SOUTH AFRICA – It’s now two years since the Cape Town-based financial services firm bought Morocco’s Saham Finance for $1.1 billion, spreading its reach to 33 countries across Africa and making it the continent’s largest insurer but a crisis in Lebanon, underwriting practices that didn’t meet Sanlam’s criteria and an over-reliance on investment returns has seen the purchase fall short of investors’ expectations.
Sanlam Ltd is now refocusing on the South African insurer’s home market and plugging holes from its largest-ever acquisition to squeeze higher returns out of its businesses.
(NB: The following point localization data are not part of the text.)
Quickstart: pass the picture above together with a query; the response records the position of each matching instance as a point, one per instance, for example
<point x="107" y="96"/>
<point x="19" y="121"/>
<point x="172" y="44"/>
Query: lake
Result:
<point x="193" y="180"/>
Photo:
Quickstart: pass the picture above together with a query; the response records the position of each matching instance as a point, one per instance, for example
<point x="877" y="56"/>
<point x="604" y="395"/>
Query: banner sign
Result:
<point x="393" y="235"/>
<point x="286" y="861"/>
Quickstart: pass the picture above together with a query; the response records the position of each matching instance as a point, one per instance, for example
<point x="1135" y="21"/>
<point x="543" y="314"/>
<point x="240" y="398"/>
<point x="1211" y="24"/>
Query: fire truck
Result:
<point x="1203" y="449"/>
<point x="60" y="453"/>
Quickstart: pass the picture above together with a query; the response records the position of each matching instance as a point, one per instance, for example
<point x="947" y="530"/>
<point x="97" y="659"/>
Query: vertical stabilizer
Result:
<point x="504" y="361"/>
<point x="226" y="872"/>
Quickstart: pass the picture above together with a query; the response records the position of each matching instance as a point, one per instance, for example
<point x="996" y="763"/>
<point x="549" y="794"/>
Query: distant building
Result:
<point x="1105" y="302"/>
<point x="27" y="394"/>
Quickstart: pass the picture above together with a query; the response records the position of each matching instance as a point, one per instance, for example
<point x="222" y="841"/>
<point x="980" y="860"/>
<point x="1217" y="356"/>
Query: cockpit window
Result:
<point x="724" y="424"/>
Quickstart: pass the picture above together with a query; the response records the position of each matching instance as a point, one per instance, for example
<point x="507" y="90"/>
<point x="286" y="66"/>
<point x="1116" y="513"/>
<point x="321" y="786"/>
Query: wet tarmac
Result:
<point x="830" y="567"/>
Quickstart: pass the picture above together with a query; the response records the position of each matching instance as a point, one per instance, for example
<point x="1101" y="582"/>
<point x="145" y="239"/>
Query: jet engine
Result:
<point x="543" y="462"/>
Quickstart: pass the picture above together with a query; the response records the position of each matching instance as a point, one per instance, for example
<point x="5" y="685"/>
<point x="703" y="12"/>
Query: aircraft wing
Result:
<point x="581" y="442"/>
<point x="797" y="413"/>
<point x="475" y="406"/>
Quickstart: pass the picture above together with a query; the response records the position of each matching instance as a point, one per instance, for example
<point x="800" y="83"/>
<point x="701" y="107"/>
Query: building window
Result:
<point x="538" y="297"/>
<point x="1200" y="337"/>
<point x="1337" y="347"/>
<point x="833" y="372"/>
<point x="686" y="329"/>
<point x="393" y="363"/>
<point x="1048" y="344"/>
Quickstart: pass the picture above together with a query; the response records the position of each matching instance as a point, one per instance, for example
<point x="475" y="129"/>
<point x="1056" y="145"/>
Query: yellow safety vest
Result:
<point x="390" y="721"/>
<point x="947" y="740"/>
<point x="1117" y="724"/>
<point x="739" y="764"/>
“We’re going to focus on South Africa and on fixing the leakages in the African continent, outside of South Africa because the growth is there,” said CEO Paul Hanratty said in a video conference with the press.
“Ultimately, any company needs a strong home base. You need to be able to finance the growth elsewhere,” he added.
The acquisition of Casablanca-based Saham gave Sanlam a footprint in more African countries than any other financial-services company outside of banking.
It was part of a plan to diversify away from South African market which accounts for most of its earnings.
Similarly, Sanlam plans to sell more of its products from life cover to mutual funds to existing customers, emulating rivals such as Discovery Ltd. which give discounts to clients using their different offerings.
Sanlam is repackaging its product suite and digitizing channels, the CEO said.
“There’s a lot of opportunity close to home, particularly to deepen the relationship with our customers”Paul Hanratty – CEO, Sanlam
Sanlam’s units in the rest of Africa need to keep ensuring they’re “writing the right kind of business, not the wrong kind that we are re-insuring soundly, that we are pricing our products and our risks more appropriately,” he emphasized.
“We bought a business that somebody else owned and it hasn’t had the typical financial controls and disciplines around processes that Sanlam would typically have,” Hanratty said.
Not long after buying Saham, the 102-year-old insurer was forced to write down its operations in Lebanon, which accounted for 10% of the purchase price.
It also faced claims from the bomb blast in Beirut in August and took a knock when the drop in oil prices hit Angola’s economy.
“When I talk about filling the holes in the bucket, I talk about putting in place really strong operational disciplines that get you back to a decent return on capital and a less volatile pattern of earnings. We need to chalk that up for a couple of periods for investors for them to see the thing is rock solid again” said Hanratty.